L.K. Advani’s daughter Pratibha Advani took an anchor test for BBC’s Hindi bulletin which was being produced at ANI studios, but she did not clear it. She then started anchoring shows for ANI. When NDA was defeated in 2004, an intern was made to call and tell her that her services were no longer required. Many believe the prime land in south Delhi’s R.K. Puram where ANI’s headquarters is located was allotted because of this proximity to the Advani family.
During the 2014 election campaign, ANI was getting paid by BJP to cover and relay Narendra Modi’s speeches. Modi has given ANI the most number of interviews since becoming prime minister: in 2015 and 2018; and on New Year’s Day 2019. Besides Smita Prakash interviewed him during the 2014 election campaign.
Propaganda has been the bread and butter for ANI with successive governments and departments, making programmes for Doordarshan’s Kashmir and Northeast channels, for the home ministry and external affairs ministry, among others. ANI has also made fakes videos using footage it produces and addding logos of Pakistan channels such as Geo TV, ARY and Dunya.
MEA is an important client of ANI. The “India File” on Indian embassy websites around the world has a compilation of “topmost news from India”. It essentially comprises videos produced by ANI that are available for TV channels across the world to download and use, for free.
When Indian journalists had to be airdropped into Maldives after the a coup attempt, Rajiv Gandhi’s media adviser G. Parthasarathy picked them all up from Ashoka Hotel in Delhi, where Smita Prakash was getting married to Sanjiv Prakash, the son of ANI founder Prem Prakash. They have two sons Ishaan Prakash and Sanat Prakash.

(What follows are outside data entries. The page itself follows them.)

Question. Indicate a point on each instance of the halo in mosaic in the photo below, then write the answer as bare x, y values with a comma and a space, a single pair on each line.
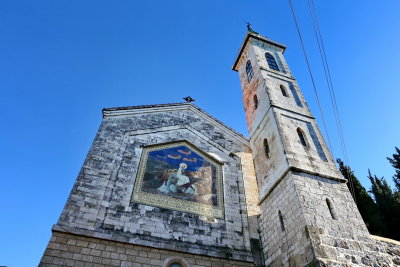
179, 176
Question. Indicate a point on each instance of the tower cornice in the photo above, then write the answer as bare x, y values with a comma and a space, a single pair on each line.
257, 37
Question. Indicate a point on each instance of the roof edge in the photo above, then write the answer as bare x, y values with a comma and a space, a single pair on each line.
119, 111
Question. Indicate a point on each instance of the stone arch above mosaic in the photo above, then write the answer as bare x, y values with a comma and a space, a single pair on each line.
180, 176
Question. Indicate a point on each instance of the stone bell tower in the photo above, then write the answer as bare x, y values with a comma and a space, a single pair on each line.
308, 216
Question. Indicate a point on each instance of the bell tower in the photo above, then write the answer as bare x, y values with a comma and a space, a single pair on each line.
306, 208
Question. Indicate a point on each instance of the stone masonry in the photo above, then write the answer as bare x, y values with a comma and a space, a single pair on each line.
284, 202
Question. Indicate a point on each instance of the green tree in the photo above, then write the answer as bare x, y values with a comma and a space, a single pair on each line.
368, 209
395, 161
388, 204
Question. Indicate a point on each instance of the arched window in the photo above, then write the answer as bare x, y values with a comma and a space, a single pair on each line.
266, 148
255, 100
283, 90
175, 261
249, 71
271, 61
281, 221
331, 210
302, 137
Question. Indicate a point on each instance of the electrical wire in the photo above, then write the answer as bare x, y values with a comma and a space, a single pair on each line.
311, 75
328, 78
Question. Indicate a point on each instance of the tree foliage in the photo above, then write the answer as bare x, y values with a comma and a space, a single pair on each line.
388, 204
395, 161
380, 206
368, 208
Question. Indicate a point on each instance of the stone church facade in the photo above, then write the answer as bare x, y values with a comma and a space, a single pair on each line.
169, 185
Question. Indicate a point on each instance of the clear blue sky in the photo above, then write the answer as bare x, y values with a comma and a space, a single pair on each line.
62, 61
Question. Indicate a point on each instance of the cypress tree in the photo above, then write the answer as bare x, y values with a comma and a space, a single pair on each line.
365, 204
388, 204
395, 161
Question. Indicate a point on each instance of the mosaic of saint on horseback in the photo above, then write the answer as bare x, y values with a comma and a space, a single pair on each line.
180, 172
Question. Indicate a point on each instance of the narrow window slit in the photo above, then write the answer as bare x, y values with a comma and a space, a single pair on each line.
281, 221
266, 148
255, 100
330, 207
249, 71
283, 90
302, 138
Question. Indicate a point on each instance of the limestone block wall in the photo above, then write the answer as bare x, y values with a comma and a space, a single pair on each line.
283, 230
268, 169
100, 202
315, 157
65, 249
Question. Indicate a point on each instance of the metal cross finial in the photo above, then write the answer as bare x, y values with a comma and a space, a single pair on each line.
188, 99
249, 27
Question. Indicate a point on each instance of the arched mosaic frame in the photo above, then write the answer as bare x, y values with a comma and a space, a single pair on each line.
158, 171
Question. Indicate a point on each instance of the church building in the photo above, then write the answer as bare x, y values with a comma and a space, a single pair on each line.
169, 185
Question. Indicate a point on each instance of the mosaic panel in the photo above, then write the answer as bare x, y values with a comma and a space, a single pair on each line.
181, 177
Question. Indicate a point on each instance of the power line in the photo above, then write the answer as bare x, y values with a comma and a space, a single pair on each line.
311, 75
328, 78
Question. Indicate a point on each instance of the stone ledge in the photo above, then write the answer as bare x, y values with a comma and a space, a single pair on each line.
384, 239
220, 252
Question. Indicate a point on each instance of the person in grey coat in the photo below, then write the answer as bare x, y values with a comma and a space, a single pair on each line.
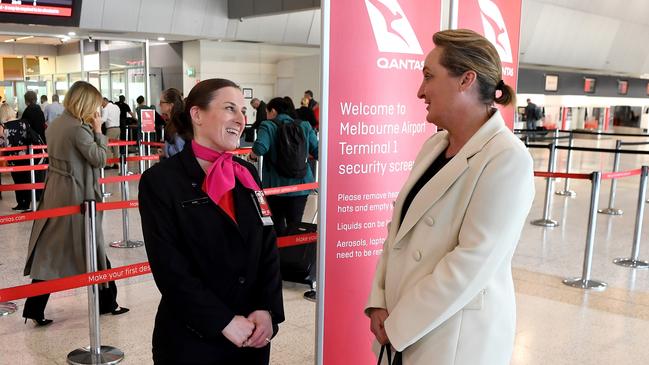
77, 150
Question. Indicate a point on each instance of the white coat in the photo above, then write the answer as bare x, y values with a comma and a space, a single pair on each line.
445, 273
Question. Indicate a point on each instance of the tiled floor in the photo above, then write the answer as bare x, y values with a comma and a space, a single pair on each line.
556, 324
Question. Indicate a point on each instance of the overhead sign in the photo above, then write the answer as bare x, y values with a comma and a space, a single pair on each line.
498, 21
147, 120
373, 56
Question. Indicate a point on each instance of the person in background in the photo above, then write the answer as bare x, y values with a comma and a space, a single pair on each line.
53, 110
34, 115
44, 102
77, 150
110, 118
212, 250
309, 95
288, 208
443, 291
530, 114
172, 108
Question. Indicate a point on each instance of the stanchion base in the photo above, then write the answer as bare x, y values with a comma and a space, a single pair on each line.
611, 211
7, 308
109, 355
127, 244
634, 264
545, 223
586, 284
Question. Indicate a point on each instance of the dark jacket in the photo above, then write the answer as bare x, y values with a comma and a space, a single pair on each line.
34, 115
207, 268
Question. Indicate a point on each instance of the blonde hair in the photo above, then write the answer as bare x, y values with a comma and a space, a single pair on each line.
82, 101
7, 113
465, 50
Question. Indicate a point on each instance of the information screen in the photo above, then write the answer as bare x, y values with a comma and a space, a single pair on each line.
47, 12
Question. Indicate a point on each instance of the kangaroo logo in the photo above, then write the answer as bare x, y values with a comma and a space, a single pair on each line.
495, 30
392, 31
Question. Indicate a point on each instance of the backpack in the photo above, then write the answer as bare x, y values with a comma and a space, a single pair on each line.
291, 149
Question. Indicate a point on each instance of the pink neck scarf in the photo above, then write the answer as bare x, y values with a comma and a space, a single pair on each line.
220, 175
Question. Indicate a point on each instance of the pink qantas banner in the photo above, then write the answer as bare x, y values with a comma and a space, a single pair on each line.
499, 21
376, 125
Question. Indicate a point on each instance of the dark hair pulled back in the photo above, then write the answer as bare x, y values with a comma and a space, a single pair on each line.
201, 95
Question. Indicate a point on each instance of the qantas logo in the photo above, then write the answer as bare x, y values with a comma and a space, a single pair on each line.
495, 30
392, 30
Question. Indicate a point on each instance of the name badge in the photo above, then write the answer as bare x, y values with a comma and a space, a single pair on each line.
263, 209
195, 202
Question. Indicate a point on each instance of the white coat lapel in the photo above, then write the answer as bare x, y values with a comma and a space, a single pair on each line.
444, 179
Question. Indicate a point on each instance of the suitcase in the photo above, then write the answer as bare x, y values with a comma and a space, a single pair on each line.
298, 263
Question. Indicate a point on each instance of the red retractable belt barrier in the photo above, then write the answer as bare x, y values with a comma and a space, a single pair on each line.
22, 187
22, 157
620, 174
23, 168
562, 175
75, 281
290, 188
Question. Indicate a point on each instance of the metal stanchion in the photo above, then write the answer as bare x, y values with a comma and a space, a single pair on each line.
611, 199
104, 194
32, 176
7, 308
549, 186
125, 242
566, 184
585, 282
95, 353
634, 262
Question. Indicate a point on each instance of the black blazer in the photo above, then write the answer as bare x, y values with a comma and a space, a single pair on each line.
207, 268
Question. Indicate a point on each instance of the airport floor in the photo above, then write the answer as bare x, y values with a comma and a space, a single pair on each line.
556, 325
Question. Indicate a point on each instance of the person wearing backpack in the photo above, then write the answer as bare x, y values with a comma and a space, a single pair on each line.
286, 144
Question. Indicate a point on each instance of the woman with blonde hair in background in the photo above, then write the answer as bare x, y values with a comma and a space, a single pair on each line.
443, 292
77, 150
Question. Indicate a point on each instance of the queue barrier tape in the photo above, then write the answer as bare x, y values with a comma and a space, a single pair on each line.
562, 175
22, 187
290, 188
23, 168
620, 174
40, 214
72, 282
22, 157
118, 273
114, 179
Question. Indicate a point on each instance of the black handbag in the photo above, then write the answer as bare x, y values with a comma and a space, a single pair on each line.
388, 350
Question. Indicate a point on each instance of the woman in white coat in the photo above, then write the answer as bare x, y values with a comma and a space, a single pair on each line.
443, 291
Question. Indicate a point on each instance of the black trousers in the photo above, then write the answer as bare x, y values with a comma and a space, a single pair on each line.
35, 306
287, 211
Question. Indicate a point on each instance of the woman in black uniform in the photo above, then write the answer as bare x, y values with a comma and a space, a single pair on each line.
210, 241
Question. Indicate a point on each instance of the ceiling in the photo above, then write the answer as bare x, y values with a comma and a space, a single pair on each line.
603, 36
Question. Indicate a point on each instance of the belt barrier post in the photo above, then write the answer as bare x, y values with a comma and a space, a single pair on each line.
7, 308
125, 242
585, 282
96, 353
611, 199
140, 151
634, 262
549, 186
32, 176
566, 184
104, 194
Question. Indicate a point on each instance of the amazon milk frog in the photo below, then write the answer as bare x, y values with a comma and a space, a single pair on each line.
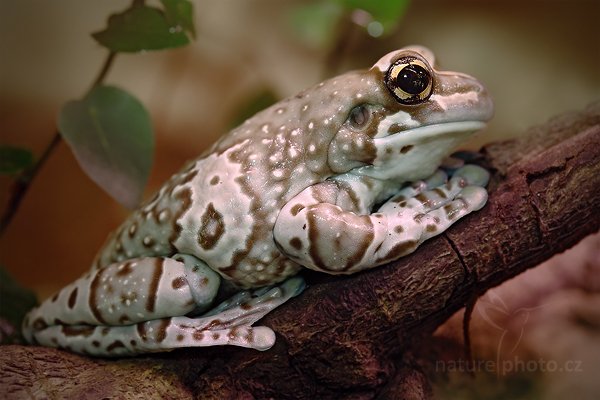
339, 178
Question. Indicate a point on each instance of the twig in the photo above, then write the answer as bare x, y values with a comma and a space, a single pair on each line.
23, 181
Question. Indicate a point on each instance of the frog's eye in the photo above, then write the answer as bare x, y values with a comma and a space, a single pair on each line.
359, 116
409, 80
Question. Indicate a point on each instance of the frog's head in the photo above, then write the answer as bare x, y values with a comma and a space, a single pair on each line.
403, 116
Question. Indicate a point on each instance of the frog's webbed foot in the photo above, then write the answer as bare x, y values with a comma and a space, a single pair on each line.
322, 232
229, 323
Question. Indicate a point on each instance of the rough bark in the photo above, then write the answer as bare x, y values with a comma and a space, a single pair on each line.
356, 337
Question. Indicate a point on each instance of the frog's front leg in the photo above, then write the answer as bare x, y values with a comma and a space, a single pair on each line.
140, 306
317, 230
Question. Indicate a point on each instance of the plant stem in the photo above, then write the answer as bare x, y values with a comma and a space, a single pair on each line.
23, 181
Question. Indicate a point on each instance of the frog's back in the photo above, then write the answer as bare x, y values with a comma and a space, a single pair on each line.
222, 207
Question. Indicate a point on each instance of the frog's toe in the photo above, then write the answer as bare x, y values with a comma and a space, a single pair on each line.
438, 178
469, 199
473, 174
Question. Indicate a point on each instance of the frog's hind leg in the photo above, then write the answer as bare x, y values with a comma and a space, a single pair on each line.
121, 294
227, 324
139, 307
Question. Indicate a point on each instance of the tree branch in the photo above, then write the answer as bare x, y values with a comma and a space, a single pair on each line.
358, 334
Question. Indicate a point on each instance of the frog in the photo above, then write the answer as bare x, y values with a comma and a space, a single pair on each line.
340, 178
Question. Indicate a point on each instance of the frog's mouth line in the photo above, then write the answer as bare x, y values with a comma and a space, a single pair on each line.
414, 154
412, 135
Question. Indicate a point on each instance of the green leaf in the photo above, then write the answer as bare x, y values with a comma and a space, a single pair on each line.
14, 159
110, 134
141, 28
255, 103
15, 302
180, 13
386, 14
315, 23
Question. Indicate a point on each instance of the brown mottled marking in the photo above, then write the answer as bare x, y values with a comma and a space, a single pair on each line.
450, 212
233, 333
184, 196
406, 149
212, 227
178, 282
153, 289
114, 345
93, 298
148, 241
161, 333
132, 229
296, 243
142, 330
394, 128
296, 209
214, 323
398, 250
85, 330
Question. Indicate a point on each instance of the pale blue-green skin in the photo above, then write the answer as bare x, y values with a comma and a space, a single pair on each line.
294, 186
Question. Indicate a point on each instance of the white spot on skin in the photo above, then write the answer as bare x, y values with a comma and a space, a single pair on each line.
163, 216
446, 102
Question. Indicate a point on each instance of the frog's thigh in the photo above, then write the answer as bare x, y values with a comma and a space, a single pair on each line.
230, 325
124, 293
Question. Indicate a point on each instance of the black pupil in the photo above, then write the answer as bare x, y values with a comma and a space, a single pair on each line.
413, 79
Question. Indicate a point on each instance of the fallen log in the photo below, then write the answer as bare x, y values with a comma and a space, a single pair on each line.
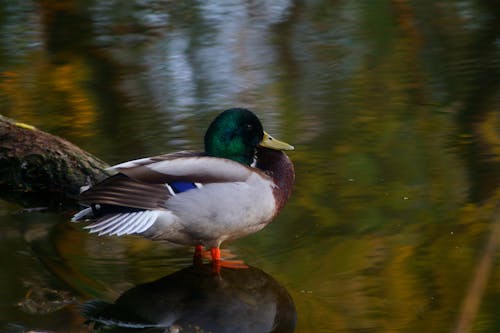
36, 166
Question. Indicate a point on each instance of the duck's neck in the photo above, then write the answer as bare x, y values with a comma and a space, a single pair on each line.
277, 165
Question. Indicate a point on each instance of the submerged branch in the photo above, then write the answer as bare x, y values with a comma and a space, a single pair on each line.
41, 167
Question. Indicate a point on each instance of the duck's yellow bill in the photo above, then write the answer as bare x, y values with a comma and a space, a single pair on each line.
270, 142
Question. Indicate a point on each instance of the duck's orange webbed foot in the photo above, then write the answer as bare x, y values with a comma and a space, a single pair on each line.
216, 255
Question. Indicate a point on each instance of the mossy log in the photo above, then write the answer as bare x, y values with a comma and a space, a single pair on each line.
38, 166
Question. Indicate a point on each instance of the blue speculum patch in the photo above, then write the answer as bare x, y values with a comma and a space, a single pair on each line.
180, 187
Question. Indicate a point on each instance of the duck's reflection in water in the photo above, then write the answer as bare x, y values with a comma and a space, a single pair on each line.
195, 299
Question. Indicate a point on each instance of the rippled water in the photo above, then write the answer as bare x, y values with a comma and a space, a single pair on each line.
392, 107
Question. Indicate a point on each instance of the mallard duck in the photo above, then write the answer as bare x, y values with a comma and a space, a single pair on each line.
234, 188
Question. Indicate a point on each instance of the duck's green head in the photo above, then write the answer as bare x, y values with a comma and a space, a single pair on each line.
235, 134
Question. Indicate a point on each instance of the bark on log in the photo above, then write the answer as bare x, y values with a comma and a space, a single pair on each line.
37, 166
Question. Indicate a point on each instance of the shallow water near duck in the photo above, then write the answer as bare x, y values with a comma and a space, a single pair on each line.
392, 107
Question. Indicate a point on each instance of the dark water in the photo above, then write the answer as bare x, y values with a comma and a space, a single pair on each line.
392, 107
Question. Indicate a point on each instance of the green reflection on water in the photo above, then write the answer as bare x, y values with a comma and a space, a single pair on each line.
392, 107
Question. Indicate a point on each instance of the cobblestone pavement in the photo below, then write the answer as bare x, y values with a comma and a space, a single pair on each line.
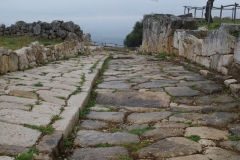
38, 105
158, 110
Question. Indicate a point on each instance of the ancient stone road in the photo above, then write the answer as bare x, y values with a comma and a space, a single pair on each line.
157, 110
145, 110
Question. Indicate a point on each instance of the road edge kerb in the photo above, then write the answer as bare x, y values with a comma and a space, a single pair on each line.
51, 145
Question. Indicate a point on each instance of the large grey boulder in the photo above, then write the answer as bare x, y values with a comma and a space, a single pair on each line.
69, 26
61, 33
37, 29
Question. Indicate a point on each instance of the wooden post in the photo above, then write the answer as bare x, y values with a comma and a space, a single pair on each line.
195, 12
221, 14
209, 14
202, 15
235, 12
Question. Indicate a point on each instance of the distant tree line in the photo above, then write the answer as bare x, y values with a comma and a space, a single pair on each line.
134, 39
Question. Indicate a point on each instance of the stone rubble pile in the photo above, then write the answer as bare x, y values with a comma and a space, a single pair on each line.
55, 30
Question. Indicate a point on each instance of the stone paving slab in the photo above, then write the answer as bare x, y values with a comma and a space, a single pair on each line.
207, 133
17, 135
135, 99
109, 153
147, 117
215, 153
92, 138
170, 147
24, 117
182, 92
115, 117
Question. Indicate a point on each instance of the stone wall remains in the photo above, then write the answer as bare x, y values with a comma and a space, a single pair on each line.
36, 54
218, 49
55, 30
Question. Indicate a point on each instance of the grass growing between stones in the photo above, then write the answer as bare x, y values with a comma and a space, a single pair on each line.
124, 158
233, 138
194, 138
44, 129
39, 84
134, 147
14, 43
27, 156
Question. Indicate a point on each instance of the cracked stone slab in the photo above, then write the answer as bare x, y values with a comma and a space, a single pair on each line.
207, 133
114, 85
8, 105
217, 118
170, 147
24, 117
91, 138
171, 125
191, 157
162, 133
235, 129
209, 88
215, 153
135, 99
17, 135
147, 117
205, 108
116, 117
89, 124
182, 92
108, 153
210, 99
156, 84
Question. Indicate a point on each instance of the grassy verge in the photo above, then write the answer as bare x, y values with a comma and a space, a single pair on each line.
15, 43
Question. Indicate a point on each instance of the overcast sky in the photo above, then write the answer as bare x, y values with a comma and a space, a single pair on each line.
104, 19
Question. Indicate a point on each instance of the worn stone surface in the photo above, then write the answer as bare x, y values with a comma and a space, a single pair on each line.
216, 153
24, 117
147, 117
207, 133
99, 153
16, 135
139, 99
170, 147
88, 124
182, 92
196, 157
162, 133
115, 117
91, 138
209, 88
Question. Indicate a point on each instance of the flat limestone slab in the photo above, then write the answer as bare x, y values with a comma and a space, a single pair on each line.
92, 138
170, 147
207, 133
116, 117
109, 153
114, 85
89, 124
147, 117
171, 125
17, 135
217, 118
209, 88
6, 158
135, 99
192, 157
215, 153
24, 117
161, 133
182, 92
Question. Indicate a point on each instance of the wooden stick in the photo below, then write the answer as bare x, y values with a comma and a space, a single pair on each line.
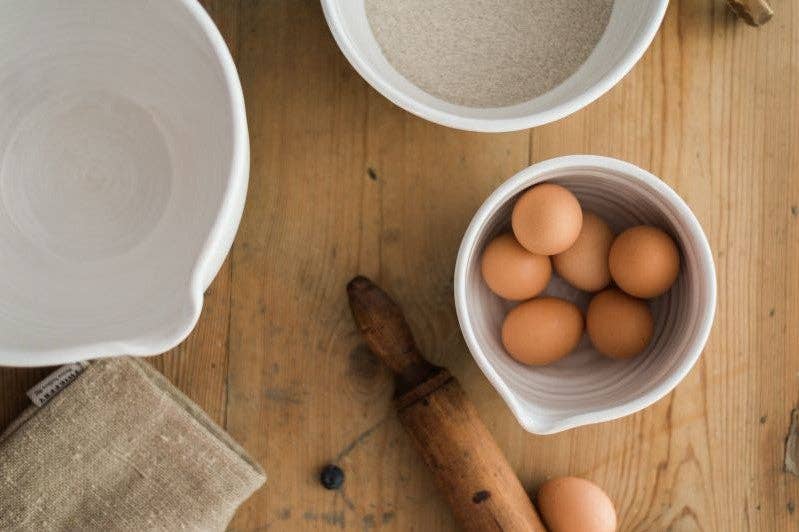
754, 12
468, 466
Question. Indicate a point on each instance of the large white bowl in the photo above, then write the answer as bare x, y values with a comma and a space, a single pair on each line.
586, 387
632, 26
124, 160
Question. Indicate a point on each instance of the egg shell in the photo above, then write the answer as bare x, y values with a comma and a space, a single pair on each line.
644, 261
547, 219
512, 272
585, 264
572, 504
542, 330
619, 325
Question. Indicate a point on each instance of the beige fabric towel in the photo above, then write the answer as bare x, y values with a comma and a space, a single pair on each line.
121, 449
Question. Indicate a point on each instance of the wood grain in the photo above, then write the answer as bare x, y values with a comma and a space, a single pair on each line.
343, 182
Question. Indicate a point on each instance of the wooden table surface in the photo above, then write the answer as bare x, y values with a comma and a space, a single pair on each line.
344, 182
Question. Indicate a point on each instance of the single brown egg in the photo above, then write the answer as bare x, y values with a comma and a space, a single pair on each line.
542, 330
512, 272
547, 219
644, 261
619, 325
585, 264
572, 504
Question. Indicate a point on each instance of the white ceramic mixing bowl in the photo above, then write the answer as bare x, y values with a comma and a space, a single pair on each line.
632, 26
586, 387
124, 160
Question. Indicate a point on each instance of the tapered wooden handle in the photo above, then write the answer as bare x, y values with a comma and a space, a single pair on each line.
468, 466
386, 332
754, 12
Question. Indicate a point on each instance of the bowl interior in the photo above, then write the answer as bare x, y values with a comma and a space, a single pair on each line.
630, 29
586, 386
116, 150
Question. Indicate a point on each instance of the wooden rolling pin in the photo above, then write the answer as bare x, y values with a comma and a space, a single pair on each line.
754, 12
468, 466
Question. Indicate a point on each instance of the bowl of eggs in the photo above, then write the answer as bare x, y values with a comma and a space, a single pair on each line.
585, 290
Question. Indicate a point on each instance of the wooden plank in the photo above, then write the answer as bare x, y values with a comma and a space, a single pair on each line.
712, 110
303, 390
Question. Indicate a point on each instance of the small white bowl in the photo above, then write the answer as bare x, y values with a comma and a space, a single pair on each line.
632, 26
586, 387
124, 160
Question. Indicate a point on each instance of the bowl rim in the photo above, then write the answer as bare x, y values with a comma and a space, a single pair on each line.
490, 125
476, 227
211, 255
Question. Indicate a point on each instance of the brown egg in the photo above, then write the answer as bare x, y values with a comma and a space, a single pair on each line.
619, 325
585, 264
572, 504
512, 272
644, 261
542, 330
547, 219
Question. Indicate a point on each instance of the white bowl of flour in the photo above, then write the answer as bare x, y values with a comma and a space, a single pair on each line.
493, 65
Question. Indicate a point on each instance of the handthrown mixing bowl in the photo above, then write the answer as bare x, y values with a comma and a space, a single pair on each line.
124, 159
586, 387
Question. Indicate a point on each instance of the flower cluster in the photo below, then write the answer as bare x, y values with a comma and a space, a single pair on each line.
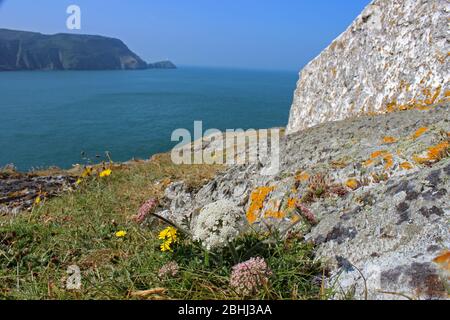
89, 171
217, 224
257, 202
169, 237
168, 270
121, 234
145, 209
247, 278
434, 154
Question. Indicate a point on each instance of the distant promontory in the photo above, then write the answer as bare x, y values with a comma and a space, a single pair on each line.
22, 50
162, 65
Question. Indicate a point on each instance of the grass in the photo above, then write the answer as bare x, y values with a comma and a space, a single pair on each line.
79, 229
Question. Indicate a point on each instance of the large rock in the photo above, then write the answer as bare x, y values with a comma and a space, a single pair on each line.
395, 55
379, 237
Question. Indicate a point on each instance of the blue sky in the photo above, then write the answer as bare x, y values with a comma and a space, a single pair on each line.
263, 34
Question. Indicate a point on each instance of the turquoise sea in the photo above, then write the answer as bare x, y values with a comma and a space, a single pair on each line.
49, 118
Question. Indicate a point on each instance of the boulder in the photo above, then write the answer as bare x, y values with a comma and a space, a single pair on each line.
393, 56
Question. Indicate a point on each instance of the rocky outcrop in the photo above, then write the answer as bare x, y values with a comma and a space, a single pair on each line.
19, 192
394, 56
162, 65
20, 50
371, 192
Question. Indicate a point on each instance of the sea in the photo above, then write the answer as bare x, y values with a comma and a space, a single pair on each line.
63, 118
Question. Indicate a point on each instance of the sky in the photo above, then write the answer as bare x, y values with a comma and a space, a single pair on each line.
252, 34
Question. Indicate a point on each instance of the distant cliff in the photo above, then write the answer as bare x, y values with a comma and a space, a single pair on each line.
20, 50
162, 65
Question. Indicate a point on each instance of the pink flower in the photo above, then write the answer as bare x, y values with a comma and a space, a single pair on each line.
145, 209
247, 278
168, 270
307, 213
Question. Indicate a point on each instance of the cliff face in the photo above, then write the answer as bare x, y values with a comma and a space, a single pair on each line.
162, 65
393, 56
34, 51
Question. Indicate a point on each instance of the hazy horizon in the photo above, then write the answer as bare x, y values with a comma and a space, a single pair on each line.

Keeping costs low is ANI’s mantra. Although it claims that it has over 50 bureaus across the country, the agency reportedly has just a few big offices: much of the agency runs on the back of a network of stringers—or individual journalists and camerapersons engaged on a part-time basis—scattered across India, with no large offices.
When ANI cameraman Vikram Bisht was injured in the 2001 attack on Parliament, ANI did not extend support to him, although he was severely injured and wheelchair bound. ANI also frowned upon efforts of other employees to help Bisht’s family, calling it “union-baazi”. Bisht died two years later, and on the day of his cremation, his family was given his last month’s salary.
There have been cracks in the ANI family, with founder Prem Prakash, his daughter Seema Kukreja and son-in-law Sunder Kukreja on one side—and Smita Prakash and Ishaan Prakash on the other, over a stake in the company.
In 2014, Prem Prakash was prevented from entering the ANI building ostensibly because he was accompanied by a gunman. The rift in the family took a comical turn when Prem Prakash purchased an Audi A6 sedan as he couldn’t get into his Toyota Fortuner because of bad knees. A compromise has apparently been arrived at.
ANI founder Prem Prakash, his daughter Seema Kukreja and her husband Sunder Kukreja are close to Arun Jaitley, who has represented them as lawyer. During the 2014 elections, Prem Prakash campaigned for Jaitley in Amritsar, which he lost.